El hombre abrió los ojos lentamente, intentando acostumbrarse a la fuerte luz del día y que hacía horas que no veía. No recordaba nada, sino vagas escenas que le indicaban que había sido víctima del duro mango de un mandoble.
Apretó sus manos en las prendas que vestían sus piernas, dándose cuenta que una rasposa cuerda apresaba sus muñecas.
—¿Intentando adaptarte? —preguntó con cierto humor una voz masculina, proveniente de quien se encontraba frente a él—. Vi como metían tu inerte cuerpo en el carromato, en un principio pensé que estabas muerto... Y siendo sincero, no creía en lo contrario hasta que comenzaste a moverte y desperezarte.
En cuanto las imágenes se iban volviendo nítidas, dirigió la mirada hacia aquel que se había mostrado lo suficientemente benévolo como para ponerlo en situación. Este vestía unos ropajes que bien conocía, el característico uniforme de los Capa de la Tormenta; detalle suficiente como para hacer entender al joven que había caído en manos del Imperio.
La brisa meció los cabellos de todos cuantos eran escoltados en el vehículo de madera, un cariñoso abrazo de Kynareth, la divinidad que representaba la naturaleza.

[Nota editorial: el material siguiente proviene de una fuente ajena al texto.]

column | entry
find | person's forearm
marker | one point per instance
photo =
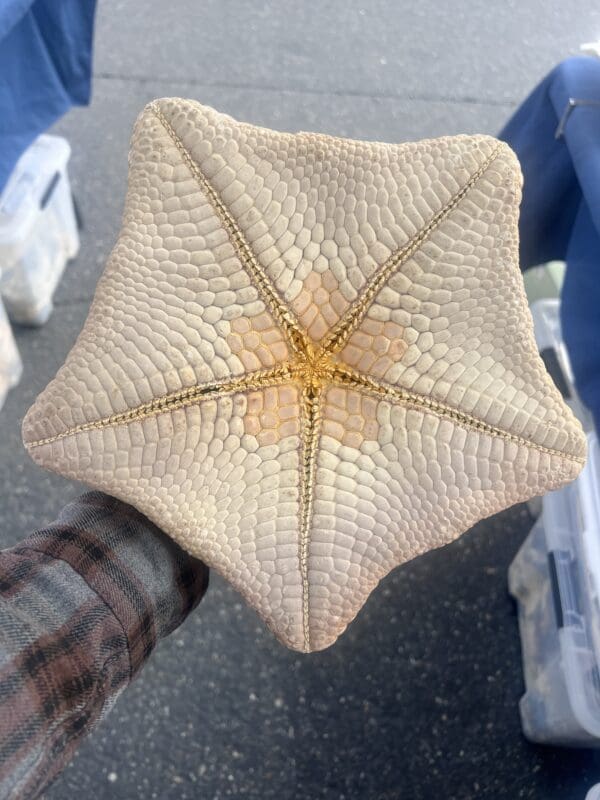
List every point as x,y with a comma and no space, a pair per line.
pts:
83,602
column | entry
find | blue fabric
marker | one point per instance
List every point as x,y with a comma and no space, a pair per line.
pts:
560,213
45,68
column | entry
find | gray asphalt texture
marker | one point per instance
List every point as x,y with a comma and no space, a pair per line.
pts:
419,698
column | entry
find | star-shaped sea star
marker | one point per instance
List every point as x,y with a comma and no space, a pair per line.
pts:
366,417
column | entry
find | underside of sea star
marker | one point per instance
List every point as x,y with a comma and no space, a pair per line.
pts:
309,359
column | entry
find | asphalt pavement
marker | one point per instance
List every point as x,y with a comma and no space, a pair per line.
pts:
419,699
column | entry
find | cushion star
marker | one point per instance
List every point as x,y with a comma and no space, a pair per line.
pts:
309,359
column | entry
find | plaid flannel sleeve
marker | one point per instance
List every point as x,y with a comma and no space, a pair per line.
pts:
83,603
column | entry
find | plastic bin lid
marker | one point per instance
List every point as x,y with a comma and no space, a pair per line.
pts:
588,485
23,195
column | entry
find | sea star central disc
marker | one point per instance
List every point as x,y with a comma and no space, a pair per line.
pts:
309,359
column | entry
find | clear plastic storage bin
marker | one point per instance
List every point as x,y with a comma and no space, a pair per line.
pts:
555,579
38,230
548,335
10,360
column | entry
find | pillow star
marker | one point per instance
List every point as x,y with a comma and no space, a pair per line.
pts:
309,359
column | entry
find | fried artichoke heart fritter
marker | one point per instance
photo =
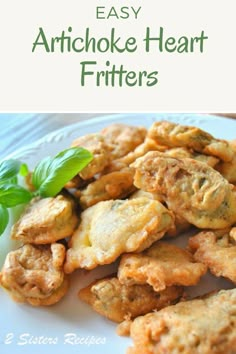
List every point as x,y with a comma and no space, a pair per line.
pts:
110,228
216,249
180,225
123,138
200,326
46,221
192,189
160,266
34,274
119,302
101,151
176,135
228,169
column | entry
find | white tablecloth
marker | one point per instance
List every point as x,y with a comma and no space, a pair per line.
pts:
18,130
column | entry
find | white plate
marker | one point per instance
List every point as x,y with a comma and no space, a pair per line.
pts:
71,325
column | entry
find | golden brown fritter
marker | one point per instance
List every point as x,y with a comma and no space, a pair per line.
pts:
114,185
46,220
118,302
101,151
160,266
176,135
216,249
180,225
125,161
228,169
192,189
140,194
123,138
34,274
110,228
199,326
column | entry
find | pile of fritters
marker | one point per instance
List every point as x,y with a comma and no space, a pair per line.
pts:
141,186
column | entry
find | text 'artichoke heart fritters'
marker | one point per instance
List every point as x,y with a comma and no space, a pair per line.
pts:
110,228
119,302
34,274
200,326
101,150
192,189
216,249
176,135
46,220
123,138
160,266
114,185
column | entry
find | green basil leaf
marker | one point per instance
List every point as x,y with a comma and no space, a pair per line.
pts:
13,180
24,170
9,169
41,171
12,195
51,174
4,218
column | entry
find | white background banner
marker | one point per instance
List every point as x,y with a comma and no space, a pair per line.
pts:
47,61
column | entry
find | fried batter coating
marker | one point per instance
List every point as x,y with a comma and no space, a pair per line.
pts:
228,169
199,326
160,266
110,228
140,194
46,220
34,274
118,302
192,189
180,225
174,135
125,161
114,185
124,138
101,151
216,249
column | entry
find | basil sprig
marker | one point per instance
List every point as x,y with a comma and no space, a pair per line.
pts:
51,174
48,178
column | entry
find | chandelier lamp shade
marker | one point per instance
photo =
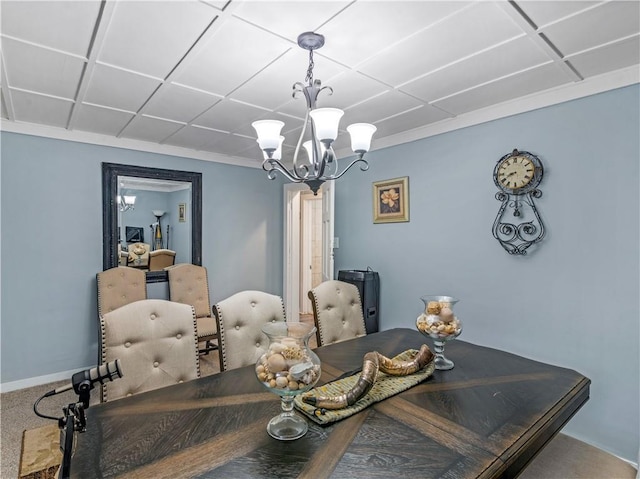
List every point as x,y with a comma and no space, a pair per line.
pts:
126,202
321,163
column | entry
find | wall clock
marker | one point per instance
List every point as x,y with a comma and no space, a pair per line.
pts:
518,224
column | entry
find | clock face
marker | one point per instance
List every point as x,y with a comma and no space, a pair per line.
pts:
515,172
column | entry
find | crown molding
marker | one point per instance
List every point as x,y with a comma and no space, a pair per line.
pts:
553,96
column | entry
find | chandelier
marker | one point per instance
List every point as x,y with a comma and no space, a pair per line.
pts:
126,202
321,163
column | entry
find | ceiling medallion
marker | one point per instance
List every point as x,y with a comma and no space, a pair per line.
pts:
321,163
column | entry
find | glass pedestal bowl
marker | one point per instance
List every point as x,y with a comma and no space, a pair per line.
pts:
440,324
288,368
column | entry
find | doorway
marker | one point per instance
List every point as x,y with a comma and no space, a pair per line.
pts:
308,244
310,247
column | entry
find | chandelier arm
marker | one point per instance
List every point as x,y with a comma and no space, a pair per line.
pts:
301,170
363,167
272,166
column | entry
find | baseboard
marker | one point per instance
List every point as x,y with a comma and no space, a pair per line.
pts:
38,380
580,438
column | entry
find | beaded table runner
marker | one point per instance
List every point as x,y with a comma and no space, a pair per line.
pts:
384,387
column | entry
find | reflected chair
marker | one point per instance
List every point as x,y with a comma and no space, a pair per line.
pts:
160,259
189,284
119,286
156,343
337,312
138,255
240,319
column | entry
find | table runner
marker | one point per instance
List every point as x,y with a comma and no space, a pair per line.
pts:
384,387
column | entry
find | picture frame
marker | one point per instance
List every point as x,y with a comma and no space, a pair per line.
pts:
391,200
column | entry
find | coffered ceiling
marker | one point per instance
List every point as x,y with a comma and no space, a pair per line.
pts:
188,77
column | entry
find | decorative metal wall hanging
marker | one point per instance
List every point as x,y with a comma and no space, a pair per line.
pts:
518,175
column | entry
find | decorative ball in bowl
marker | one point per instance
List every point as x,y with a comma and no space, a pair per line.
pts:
288,368
439,322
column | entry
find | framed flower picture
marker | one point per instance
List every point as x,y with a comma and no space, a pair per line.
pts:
391,200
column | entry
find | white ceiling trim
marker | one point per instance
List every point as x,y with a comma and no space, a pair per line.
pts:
591,86
609,81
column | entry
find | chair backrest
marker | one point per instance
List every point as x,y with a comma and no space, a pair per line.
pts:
119,286
337,312
189,284
240,319
161,258
155,341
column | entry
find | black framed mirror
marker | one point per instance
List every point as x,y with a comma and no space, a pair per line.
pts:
121,184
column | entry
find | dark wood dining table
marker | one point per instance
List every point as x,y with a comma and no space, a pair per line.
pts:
487,417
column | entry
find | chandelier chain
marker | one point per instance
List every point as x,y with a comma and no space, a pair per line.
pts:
309,77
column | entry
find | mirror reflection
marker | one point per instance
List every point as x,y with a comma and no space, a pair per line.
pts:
151,217
153,230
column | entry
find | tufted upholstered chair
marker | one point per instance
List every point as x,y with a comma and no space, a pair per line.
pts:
240,319
337,312
189,284
156,343
159,259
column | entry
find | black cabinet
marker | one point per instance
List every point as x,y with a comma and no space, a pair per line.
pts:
368,283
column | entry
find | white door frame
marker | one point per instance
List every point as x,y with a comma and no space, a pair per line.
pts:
291,247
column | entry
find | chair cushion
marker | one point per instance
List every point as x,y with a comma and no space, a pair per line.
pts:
119,286
156,343
338,311
240,320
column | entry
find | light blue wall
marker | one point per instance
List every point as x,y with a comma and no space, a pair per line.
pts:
51,213
573,301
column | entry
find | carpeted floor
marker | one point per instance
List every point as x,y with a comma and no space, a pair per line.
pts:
16,413
16,410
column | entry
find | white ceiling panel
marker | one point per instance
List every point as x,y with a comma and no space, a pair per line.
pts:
119,88
105,121
192,137
451,40
279,78
40,109
179,103
150,129
232,148
605,23
228,115
611,57
235,53
508,88
143,69
3,107
349,37
65,26
424,115
152,37
44,71
350,88
379,108
502,60
545,12
288,18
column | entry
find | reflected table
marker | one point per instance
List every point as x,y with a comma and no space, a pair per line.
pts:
487,417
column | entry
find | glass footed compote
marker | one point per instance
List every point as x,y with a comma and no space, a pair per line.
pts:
287,369
440,324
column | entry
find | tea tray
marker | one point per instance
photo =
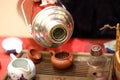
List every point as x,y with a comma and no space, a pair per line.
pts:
78,71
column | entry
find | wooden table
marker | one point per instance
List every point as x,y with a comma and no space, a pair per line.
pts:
73,45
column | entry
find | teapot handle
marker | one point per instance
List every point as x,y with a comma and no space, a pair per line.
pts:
13,57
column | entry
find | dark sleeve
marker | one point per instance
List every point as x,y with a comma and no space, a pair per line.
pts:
90,15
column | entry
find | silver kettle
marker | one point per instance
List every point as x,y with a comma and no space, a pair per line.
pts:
50,24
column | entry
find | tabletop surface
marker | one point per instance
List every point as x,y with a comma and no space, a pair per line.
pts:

—¿Qué hacemos aquí? —Se atrevió a preguntar el recién despertado, con una voz ronca debido a la deshidratación. Como respuesta, tuvo los gritos de uno de los imperiales, haciéndolo callar.
El resto del viaje siguió envuelto en un aura silenciosa, como si todos los presentes supieran que iba a ser el último día de sus vidas. Mas el muchacho, alzó la vista hacia el cielo y negó con su cabeza, suplicaba en silencio a los Divinos que la muerte no lo azotara.

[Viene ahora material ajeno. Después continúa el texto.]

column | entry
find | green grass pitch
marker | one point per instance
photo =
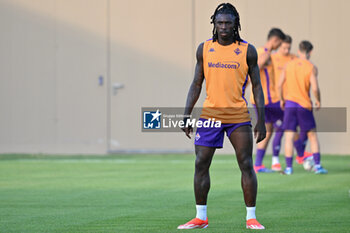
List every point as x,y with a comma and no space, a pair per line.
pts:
154,193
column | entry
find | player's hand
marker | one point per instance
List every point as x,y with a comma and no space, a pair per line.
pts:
260,132
282,104
188,131
317,105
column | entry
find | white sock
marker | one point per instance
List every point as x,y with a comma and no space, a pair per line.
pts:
201,212
250,212
275,160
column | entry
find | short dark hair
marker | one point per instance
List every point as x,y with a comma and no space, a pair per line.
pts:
276,32
305,46
288,39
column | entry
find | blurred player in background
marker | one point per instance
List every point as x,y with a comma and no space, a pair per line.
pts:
273,112
225,62
300,74
279,60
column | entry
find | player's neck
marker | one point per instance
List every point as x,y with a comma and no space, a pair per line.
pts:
304,56
282,54
224,42
268,45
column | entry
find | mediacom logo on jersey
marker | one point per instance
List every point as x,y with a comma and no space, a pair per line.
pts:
226,65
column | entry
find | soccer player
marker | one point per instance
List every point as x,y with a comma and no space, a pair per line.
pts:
273,112
225,62
279,61
298,76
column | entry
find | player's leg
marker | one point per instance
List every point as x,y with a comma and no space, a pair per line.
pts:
206,142
242,141
261,150
204,156
290,122
315,149
276,146
300,141
289,135
308,124
277,119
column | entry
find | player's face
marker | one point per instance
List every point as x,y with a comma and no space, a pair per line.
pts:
284,49
224,24
276,42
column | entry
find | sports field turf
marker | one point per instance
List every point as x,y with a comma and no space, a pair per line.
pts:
153,193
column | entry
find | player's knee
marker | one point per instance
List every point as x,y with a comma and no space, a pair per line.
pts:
202,162
246,165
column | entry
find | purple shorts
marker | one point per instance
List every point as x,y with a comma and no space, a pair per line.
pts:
273,114
295,115
214,137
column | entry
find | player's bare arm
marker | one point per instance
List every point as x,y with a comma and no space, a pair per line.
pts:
264,59
280,88
254,73
315,88
195,89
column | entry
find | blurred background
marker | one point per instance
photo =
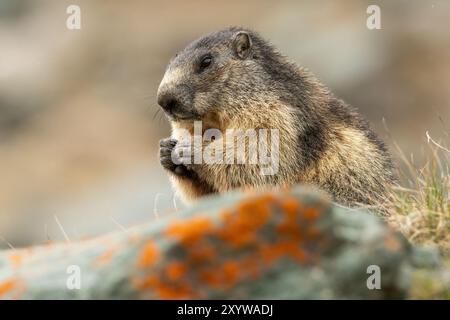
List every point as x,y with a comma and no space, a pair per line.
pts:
78,132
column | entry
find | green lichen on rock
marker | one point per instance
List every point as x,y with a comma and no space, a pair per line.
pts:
292,244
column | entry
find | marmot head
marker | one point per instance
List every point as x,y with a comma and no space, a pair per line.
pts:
219,73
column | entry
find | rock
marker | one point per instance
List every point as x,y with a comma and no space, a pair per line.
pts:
281,245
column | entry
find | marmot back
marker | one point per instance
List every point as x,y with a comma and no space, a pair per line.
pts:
233,79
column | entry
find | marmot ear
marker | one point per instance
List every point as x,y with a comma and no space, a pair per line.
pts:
242,44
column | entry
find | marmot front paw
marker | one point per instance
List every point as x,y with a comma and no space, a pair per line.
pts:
166,148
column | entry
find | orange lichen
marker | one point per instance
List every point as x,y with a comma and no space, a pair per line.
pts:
201,253
230,271
6,287
312,233
240,228
175,270
190,231
148,256
290,206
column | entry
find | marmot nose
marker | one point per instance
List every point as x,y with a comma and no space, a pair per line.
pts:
169,102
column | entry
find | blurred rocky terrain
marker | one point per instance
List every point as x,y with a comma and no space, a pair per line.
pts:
287,245
78,131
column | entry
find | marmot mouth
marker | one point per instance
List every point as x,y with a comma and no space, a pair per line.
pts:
183,116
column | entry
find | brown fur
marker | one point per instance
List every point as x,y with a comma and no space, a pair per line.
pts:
323,141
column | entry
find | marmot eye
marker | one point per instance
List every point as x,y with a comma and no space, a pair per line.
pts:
205,62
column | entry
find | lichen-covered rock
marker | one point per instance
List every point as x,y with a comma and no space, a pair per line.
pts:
290,244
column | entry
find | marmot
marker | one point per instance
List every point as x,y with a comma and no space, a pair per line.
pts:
235,79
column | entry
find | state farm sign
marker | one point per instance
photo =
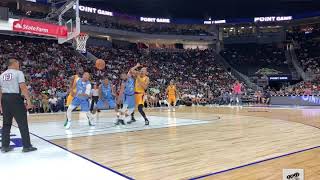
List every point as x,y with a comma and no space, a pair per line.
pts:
40,28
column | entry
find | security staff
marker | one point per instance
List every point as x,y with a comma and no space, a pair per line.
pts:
12,82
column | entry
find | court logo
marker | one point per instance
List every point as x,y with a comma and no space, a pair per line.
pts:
293,174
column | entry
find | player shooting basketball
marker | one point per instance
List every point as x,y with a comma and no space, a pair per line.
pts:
141,85
73,89
172,95
127,95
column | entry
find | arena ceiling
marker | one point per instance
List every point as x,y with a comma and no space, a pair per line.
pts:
207,8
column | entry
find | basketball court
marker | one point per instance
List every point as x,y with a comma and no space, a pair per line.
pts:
189,143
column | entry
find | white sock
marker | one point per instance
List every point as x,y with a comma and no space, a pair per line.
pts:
69,112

—Mara, Akatosh, Dibella... —susurraba el ladrón de caballos, quien antes de ser golpeado por el puño de uno de los soldados del Imperio, había intentado defender sus actos y a su persona.
—¿Cuál es tu nombre? —inquirió uno de los Capas, quien a su vez le sonreía como si no temiera a la muerte.

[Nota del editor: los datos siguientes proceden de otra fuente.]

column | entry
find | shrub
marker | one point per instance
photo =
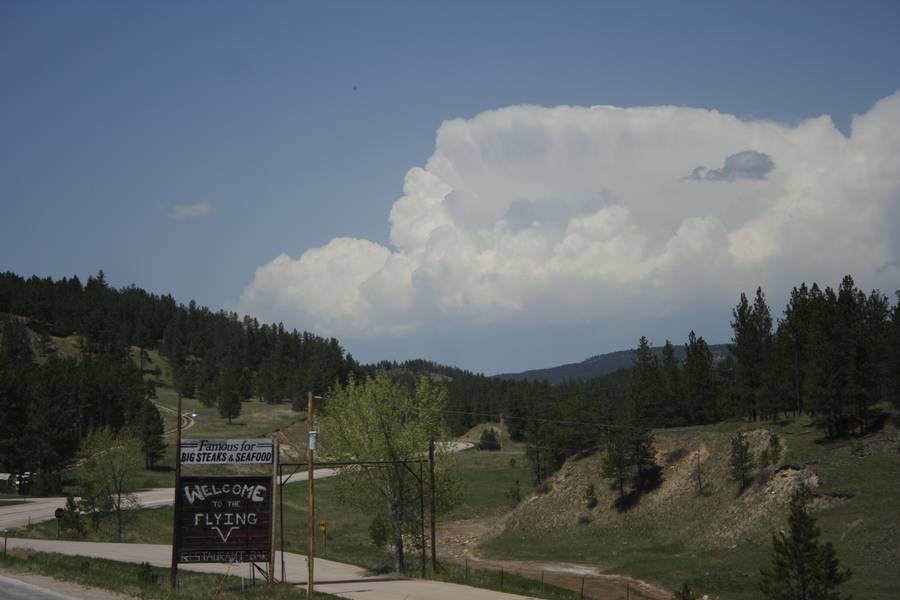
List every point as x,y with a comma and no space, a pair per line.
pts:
590,496
514,493
146,575
489,440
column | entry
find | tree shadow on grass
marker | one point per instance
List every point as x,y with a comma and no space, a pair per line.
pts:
649,480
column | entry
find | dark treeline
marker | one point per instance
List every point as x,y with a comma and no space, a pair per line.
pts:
833,355
212,354
48,404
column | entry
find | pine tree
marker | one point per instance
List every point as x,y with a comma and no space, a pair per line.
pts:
752,327
673,410
617,463
229,400
740,460
150,430
802,567
700,380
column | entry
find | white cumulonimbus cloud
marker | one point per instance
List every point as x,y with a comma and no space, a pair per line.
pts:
571,215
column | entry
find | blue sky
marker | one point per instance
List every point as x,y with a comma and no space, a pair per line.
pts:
280,127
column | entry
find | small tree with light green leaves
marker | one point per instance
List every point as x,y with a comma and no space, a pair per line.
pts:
110,464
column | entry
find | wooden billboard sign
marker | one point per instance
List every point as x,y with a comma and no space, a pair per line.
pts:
226,452
225,519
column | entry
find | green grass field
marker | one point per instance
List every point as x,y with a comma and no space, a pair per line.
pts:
684,539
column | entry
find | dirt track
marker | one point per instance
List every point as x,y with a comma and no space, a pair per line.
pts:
457,541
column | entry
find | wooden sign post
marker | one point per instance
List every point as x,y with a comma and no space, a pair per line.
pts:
224,519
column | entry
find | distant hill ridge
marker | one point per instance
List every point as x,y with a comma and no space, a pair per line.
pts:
600,365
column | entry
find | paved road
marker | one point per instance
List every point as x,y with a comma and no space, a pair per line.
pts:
13,589
35,510
14,586
333,577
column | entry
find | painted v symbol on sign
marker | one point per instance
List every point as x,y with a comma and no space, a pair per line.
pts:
225,536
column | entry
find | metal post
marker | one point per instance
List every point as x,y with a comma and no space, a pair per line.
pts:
281,517
271,578
433,505
173,571
311,500
422,514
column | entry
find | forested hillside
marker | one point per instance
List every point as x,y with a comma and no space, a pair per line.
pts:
834,354
602,364
49,402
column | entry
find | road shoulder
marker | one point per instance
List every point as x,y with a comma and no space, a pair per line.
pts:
64,588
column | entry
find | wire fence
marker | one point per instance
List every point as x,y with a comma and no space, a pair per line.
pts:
552,585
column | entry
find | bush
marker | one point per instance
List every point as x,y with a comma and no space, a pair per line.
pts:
514,493
380,530
72,521
590,496
489,440
146,575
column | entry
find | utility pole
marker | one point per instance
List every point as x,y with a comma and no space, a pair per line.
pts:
311,499
173,571
433,508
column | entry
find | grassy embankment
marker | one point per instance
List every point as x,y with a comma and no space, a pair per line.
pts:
141,581
716,539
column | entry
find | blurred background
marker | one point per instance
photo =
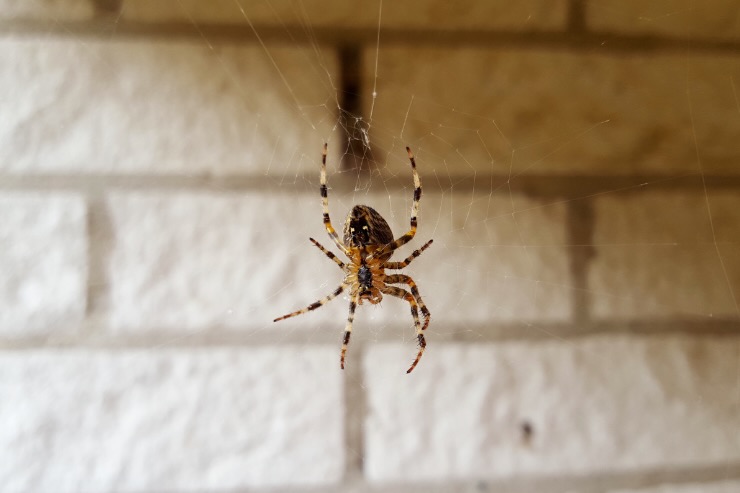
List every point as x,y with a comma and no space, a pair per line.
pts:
159,181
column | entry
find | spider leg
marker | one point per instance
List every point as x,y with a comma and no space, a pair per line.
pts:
315,304
348,328
404,263
325,205
327,253
405,295
404,279
414,210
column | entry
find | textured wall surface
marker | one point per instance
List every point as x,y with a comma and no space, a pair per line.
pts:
159,182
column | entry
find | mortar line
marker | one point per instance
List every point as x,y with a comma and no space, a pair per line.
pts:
542,39
580,226
569,186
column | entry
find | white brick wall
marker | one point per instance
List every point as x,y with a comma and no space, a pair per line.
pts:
43,264
159,182
609,403
167,419
182,106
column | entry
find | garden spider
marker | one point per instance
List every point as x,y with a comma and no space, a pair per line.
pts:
369,244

—Valym, mi nombre es Valym —contestó el joven mientras le devolvía la sonrisa, sin embargo la suya era diferente. El miedo lo carcomía, y el temblor de su cuerpo lo delataba. Él no era como uno de esos nórdicos que añoraba el llegar a Sovngarde y llenarse la barriga de deliciosa aguamiel. No. Él ni siquiera era nórdico. O sí. No era capaz de recordar el rostro de sus padres, quienes lo habían abandonado en Puente del Dragón hacía quince años.
—Tú y yo no deberíamos estar aquí, es a esos Capas de la Tormenta a quienes desea ver muertos el Imperio... Yo, yo robé un corcel pues necesitaba el dinero para mantener a mi familia. Y tú, te recuerdo. Ibas andando cerca de la frontera de Skyrim con Cyrodiil, en las montañas Jerall —pronunció con voz temblorosa, mientras acariciaba su morena melena.
Valym lo miró, mientras luchaba por recordar el cómo había llegado a aquella situación. Sabía que se había separado de sus compañeros, Eiroth y Veenara, mas desconocía el acto que obligó a los soldados a apresarlo.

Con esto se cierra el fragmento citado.